A “Black Swan” event is now potentially unfolding and we have seen the market react to this most recently with falls across the globe last week. I am talking about the Coronavirus.
The Australian government has cancelled all travel by Chinese people to this country, apart from those with relatives, and off course those who are Australian residents. The Chinese government quickly took the unprecedented step of preventing travel out of Wuhan and by last weekend, 30 of China’s 31 provinces have declared a top-level emergency. Eleven airlines have stopped flying to China. Within China, people are staying away from public places causing further disruption with regards to trade.
Governments, including Australia’s, have been mounting “rescue missions” to get their citizens out of the country and into quarantine at home.
With the number of cases and fatalities still growing, and no sign yet of a cure, the world’s second largest economy is basically cut off, internally and externally, and the world’s greatest country of travelers aren’t going anywhere. For how long? It’s hard to tell.
However, there is collaborative efforts globally in looking for a cure. And we should keep it in perspective: there were 59,000 lab confirmed cases of influenza in Australia in 2019 and close to 100 deaths; in the United States there are about 200,000 per year and apparently around 35,000 deaths. But the problem with the Wuhan virus is that little is known about it yet. The latest number of infected was around 17,200 with about 362 deaths. All the deaths bar one has been in China. These sad statistics are as of Sunday evening.
It is too early to predict a recession on the back of the epidemic, but it’s pretty clear China’s economic growth is going to take a big hit due to a sudden collapse in consumer spending. Australia will also be affected as is evidenced in our currency woes most recently due to our dependence on China with regards to trade, tourism, education, etc.
It is likely that equity markets will react negatively to further increase in both the infections and fatalities and are likely to drop further.
However, as with all Black Swans events, it’s impossible to assess the extent of the problem while you’re in the middle of it. The rate of infection could start dropping tomorrow and the quarantines and travel bans could start getting lifted next week, but right now it’s too early to tell.
We are continually assessing the impact of this on our portfolios. Our biggest enemy is uncertainty.
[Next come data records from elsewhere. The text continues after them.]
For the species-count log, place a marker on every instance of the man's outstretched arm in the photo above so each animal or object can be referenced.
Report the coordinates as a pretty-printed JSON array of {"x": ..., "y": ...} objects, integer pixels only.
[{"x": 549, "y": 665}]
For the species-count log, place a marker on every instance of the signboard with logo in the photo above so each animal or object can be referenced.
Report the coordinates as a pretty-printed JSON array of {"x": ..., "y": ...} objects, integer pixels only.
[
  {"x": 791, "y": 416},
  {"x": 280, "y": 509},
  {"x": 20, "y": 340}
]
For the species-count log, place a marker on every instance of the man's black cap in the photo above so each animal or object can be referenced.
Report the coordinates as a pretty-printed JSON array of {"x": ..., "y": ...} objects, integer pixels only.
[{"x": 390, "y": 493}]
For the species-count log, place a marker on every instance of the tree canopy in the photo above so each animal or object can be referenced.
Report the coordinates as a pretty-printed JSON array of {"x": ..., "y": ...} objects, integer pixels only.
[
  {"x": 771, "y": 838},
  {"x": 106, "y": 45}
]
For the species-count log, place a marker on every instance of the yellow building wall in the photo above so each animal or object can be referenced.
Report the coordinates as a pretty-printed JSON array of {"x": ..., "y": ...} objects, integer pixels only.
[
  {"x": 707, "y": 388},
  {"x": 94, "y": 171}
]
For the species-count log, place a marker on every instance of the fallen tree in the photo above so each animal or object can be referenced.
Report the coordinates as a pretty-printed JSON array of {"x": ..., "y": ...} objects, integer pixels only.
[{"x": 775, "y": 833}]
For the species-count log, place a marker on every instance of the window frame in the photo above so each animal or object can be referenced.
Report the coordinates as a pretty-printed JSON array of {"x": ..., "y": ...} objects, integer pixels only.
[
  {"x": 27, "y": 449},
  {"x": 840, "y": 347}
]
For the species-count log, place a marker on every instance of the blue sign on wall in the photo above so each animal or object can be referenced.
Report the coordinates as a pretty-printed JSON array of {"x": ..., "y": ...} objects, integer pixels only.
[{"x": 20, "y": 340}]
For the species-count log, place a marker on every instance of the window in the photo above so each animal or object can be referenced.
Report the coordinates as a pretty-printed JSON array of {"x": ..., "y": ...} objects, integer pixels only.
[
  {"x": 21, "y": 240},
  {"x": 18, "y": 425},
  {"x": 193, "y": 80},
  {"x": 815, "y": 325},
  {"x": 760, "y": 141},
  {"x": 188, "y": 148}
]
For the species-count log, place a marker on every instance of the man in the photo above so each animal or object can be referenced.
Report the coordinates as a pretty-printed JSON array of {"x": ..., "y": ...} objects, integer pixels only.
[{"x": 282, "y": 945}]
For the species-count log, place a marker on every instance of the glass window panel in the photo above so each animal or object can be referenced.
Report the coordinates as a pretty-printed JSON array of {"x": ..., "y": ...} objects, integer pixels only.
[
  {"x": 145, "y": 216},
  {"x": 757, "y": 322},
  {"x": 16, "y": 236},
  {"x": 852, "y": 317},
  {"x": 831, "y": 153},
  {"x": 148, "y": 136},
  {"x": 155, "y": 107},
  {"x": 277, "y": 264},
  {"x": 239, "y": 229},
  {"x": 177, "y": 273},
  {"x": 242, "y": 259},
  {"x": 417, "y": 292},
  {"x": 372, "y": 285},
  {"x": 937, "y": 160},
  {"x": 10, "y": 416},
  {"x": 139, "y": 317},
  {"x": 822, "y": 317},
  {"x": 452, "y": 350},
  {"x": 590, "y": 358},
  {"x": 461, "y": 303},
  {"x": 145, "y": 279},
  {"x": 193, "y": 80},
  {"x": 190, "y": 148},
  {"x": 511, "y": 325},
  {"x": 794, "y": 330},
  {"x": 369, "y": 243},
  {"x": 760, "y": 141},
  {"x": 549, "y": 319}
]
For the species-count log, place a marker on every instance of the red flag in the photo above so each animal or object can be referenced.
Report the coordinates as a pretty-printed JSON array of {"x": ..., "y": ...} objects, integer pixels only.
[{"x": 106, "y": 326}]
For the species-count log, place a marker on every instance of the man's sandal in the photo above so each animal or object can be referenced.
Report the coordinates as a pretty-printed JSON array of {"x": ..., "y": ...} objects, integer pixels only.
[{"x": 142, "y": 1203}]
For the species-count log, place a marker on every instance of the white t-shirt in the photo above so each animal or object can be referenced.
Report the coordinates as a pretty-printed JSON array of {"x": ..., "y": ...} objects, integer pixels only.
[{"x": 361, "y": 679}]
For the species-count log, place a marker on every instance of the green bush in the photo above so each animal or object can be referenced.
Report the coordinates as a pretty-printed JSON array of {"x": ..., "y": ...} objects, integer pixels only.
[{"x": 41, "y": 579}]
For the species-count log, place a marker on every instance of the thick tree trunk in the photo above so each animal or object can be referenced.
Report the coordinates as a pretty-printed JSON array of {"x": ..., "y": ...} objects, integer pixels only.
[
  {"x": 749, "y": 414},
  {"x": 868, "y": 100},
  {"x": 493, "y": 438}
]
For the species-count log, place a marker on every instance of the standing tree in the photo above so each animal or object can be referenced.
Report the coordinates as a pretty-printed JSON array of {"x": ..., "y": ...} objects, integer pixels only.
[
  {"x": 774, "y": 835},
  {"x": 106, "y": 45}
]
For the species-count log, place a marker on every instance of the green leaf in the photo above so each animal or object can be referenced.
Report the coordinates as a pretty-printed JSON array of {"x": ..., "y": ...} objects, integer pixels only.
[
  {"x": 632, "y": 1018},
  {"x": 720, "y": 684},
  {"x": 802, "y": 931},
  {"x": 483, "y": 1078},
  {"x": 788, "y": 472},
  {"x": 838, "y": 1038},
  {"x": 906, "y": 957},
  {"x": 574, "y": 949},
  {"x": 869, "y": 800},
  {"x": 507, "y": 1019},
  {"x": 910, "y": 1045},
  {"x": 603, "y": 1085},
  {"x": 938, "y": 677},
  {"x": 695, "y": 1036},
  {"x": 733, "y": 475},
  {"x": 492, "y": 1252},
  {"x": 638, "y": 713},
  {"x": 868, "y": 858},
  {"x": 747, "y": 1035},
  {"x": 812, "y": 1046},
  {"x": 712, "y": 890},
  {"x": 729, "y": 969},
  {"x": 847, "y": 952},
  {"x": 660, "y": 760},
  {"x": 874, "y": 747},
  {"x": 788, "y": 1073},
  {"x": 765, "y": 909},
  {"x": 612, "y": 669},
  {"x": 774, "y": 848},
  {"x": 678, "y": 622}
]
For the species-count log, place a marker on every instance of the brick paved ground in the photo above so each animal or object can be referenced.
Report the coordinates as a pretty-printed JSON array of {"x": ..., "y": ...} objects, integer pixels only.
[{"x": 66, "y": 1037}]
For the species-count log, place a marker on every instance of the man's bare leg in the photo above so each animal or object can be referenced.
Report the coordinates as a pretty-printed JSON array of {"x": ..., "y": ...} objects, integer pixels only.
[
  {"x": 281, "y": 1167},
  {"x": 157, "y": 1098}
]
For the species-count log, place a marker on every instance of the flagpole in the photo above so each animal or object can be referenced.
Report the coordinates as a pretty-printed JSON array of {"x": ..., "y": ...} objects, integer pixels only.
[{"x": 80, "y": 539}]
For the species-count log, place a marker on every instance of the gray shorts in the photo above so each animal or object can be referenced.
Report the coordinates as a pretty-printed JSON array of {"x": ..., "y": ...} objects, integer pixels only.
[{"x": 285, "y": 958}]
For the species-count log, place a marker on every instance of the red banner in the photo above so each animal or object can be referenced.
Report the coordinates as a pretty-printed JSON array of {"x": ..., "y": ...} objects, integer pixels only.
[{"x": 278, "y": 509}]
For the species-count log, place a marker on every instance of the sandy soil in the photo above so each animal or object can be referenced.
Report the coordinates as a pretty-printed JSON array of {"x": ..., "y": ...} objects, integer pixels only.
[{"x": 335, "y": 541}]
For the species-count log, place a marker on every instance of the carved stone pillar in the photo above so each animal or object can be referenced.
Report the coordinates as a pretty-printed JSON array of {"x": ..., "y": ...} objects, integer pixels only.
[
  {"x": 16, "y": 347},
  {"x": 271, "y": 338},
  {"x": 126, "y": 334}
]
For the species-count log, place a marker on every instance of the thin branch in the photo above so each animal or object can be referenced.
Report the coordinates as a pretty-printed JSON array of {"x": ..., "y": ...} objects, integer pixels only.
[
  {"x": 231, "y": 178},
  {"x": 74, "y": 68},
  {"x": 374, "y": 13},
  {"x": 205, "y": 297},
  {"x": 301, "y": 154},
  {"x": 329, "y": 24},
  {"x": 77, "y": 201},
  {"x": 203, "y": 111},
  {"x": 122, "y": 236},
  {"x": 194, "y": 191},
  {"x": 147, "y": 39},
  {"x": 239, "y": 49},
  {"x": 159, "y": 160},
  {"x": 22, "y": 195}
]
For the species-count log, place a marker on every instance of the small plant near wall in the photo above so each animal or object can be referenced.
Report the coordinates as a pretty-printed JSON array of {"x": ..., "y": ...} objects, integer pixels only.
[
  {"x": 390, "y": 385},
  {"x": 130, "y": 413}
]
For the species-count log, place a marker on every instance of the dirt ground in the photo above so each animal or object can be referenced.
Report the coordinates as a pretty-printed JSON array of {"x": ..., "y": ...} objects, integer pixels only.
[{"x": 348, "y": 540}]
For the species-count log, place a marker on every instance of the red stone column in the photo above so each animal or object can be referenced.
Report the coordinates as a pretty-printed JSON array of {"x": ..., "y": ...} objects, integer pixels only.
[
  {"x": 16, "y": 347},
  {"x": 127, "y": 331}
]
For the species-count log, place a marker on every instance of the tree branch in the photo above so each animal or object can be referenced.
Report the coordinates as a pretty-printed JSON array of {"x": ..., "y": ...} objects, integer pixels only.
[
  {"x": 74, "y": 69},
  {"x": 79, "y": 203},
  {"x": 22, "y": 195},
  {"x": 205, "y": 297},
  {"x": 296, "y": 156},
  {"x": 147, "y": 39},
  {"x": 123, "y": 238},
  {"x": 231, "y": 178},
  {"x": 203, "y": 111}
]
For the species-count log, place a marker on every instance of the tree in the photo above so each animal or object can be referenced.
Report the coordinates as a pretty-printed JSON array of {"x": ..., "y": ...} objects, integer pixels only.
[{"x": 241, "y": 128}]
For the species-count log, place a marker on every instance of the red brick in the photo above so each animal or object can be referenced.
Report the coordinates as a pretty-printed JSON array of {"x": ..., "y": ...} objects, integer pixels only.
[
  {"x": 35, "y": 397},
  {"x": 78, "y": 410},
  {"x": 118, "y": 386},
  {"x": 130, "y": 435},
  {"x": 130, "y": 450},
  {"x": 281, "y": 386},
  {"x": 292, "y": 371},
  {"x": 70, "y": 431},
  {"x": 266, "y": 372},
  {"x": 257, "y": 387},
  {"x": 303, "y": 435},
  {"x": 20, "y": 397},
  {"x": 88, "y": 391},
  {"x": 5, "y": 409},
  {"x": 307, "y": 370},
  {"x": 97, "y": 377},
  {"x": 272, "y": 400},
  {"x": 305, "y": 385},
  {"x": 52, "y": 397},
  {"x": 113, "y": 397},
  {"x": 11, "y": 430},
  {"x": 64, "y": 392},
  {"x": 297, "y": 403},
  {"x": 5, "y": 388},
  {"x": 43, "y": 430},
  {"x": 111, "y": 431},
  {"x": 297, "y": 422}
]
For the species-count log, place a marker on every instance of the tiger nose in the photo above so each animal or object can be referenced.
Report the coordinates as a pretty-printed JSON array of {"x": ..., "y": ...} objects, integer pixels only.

Long-term asset allocation and diversification will, in the end, help buffer the market volatility. However, it will not completely shield us from a downturn.
What we don’t want to do is make a rash decision to reduce equity exposure across the board. This could prove costly if a cure is found for the Coronavirus (hopefully) and the infection spread decelerates causing markets to rebound and improve.
We have been erring on the side of caution in our last quarter portfolio reviews with a slight overexposure to defensives. We have also been cautioning a market correction purely based on valuations and the recent market uptick. The coronavirus adds further downside risk to our assumptions. We will continue to monitor the situation and, during our review cycle in 2020, look at what changes, if any, are warranted to ensure further cushioning from the market.